I'm not really sure how to go about this problem. I've tried using K-Means but it doesn't seem to be working.
I want to match Person A from Set A with Person B from Set B based on their interests.
The dataframes have person ID, and columns related to interests (n=35). Interest choices are the same for both Sets.
Interests are rated on a scale of 1-5, with 1 being top interest and 5 being the lowest interest. People can only choose 5 interests in total, so any interest not chosen is denoted with a 0.
Example:
>>> dfA
Id interest1 interest2 interest3 .. interest35
A1 1 4 2 0
A2 0 0 0 0
A3 5 2 0 0
>>> dfB
Id interest1 interest2 interest3 .. interest35
B1 1 4 2 0
B2 0 0 0 0
B3 5 2 0 0
I want an algorithm which creates a new table that matches people based on the closest similarity eg.
SetA ID SetB ID
A1 B2
A2 B4
A3 B72
My first problem: what format do I want my data in?

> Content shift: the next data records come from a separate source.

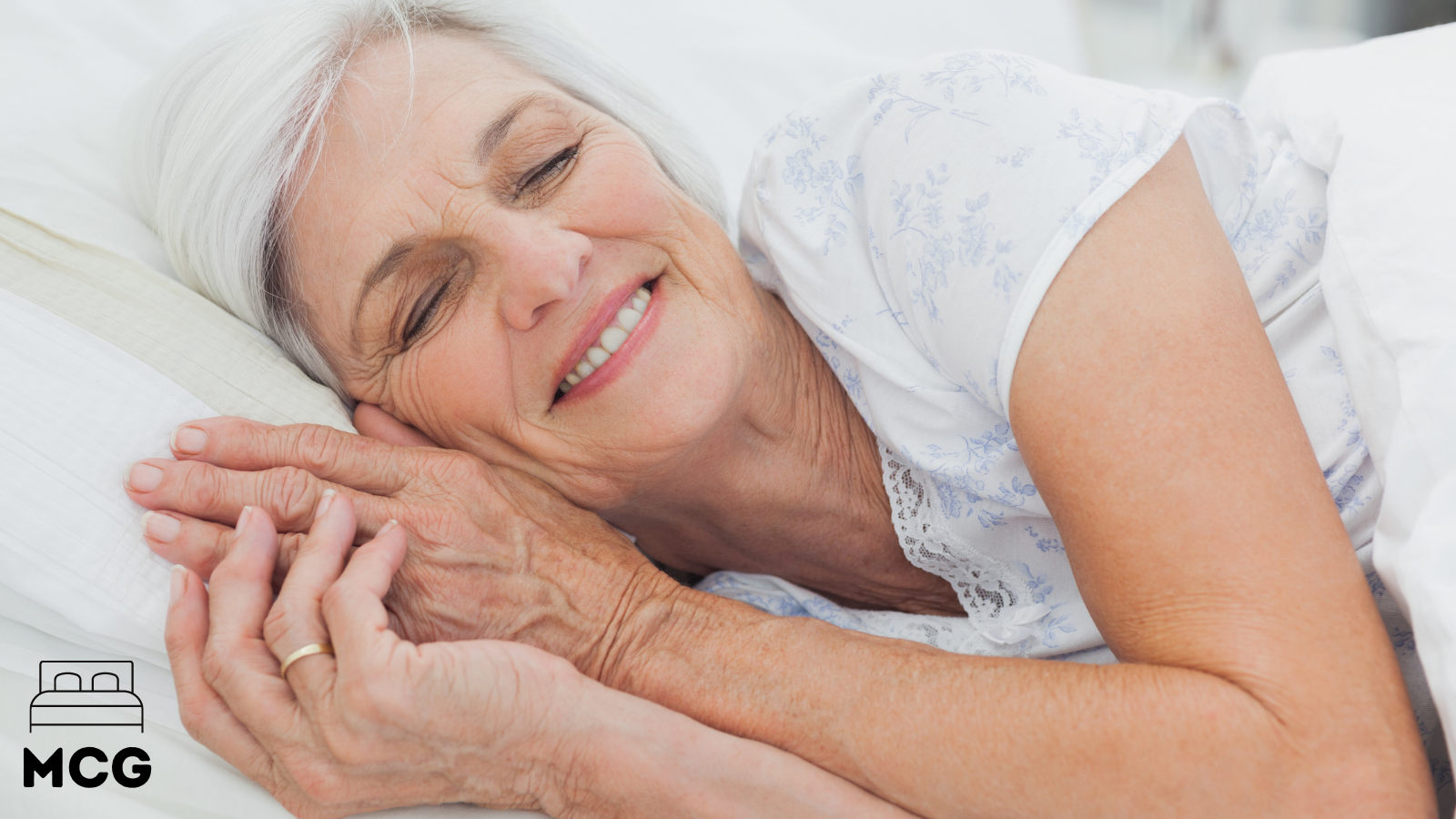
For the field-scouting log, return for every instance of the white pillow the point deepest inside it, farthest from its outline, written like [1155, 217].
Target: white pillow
[106, 354]
[1380, 118]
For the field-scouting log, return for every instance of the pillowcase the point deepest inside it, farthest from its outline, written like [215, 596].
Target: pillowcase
[1378, 116]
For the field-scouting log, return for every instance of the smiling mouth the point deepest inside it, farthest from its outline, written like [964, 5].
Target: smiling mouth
[609, 341]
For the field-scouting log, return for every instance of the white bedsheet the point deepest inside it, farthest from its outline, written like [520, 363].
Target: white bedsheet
[92, 389]
[1380, 120]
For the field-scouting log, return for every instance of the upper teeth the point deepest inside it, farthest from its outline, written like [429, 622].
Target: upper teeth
[611, 339]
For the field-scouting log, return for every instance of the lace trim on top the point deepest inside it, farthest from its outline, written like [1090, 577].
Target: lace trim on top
[989, 591]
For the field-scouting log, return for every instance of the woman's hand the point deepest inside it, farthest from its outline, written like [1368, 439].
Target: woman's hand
[492, 551]
[380, 722]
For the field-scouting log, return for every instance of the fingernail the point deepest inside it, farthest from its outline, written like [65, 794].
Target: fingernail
[178, 583]
[143, 479]
[324, 503]
[188, 440]
[160, 528]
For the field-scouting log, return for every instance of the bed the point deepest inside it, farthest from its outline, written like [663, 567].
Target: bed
[104, 351]
[79, 693]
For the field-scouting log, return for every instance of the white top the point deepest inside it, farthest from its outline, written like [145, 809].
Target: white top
[914, 222]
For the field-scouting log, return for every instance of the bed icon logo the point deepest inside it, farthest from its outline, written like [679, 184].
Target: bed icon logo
[86, 693]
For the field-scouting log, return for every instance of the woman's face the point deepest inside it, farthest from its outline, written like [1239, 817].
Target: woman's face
[460, 249]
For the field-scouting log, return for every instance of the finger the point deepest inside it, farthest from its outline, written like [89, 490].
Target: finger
[203, 712]
[211, 493]
[201, 544]
[373, 421]
[296, 618]
[354, 608]
[334, 455]
[239, 665]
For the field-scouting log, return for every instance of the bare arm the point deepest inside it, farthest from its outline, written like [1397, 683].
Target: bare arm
[1257, 676]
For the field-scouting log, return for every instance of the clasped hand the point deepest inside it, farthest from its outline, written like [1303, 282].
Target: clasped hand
[494, 552]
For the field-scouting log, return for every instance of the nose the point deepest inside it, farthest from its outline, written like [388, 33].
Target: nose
[539, 264]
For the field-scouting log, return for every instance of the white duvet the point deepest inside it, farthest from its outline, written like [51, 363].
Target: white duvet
[1376, 116]
[1380, 118]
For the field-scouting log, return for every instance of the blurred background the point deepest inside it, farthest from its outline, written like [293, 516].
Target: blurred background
[1212, 46]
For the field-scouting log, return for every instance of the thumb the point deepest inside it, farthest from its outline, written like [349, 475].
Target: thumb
[370, 420]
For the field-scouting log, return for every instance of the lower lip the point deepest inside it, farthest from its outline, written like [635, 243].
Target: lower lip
[613, 366]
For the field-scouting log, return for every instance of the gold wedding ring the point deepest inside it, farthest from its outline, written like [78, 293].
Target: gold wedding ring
[302, 653]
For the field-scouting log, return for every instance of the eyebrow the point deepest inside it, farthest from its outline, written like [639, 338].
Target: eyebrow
[487, 143]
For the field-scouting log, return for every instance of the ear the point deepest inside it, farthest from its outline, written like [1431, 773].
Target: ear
[379, 424]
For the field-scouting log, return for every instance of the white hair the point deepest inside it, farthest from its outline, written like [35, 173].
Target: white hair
[223, 138]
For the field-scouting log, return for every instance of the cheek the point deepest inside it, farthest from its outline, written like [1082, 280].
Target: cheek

Should I reverse the preferences notation (ie have '5' = most interested, as it seems this would make more sense as 0 is no interest?) - is this needed? Currently, I have just appended dfB to the bottom of dfA and run the K-Means fit on that.
My second problem: which algorithm and parameters should I use? I've read about 'cosine' for calculating distances? Particularly, I want the algorithm to put a higher weight on interests which are less common (eg only 2 people are interested in 'Interest4', rank this highly, but rank other very common interests more highly. In this case, these 2 people should be matched over others).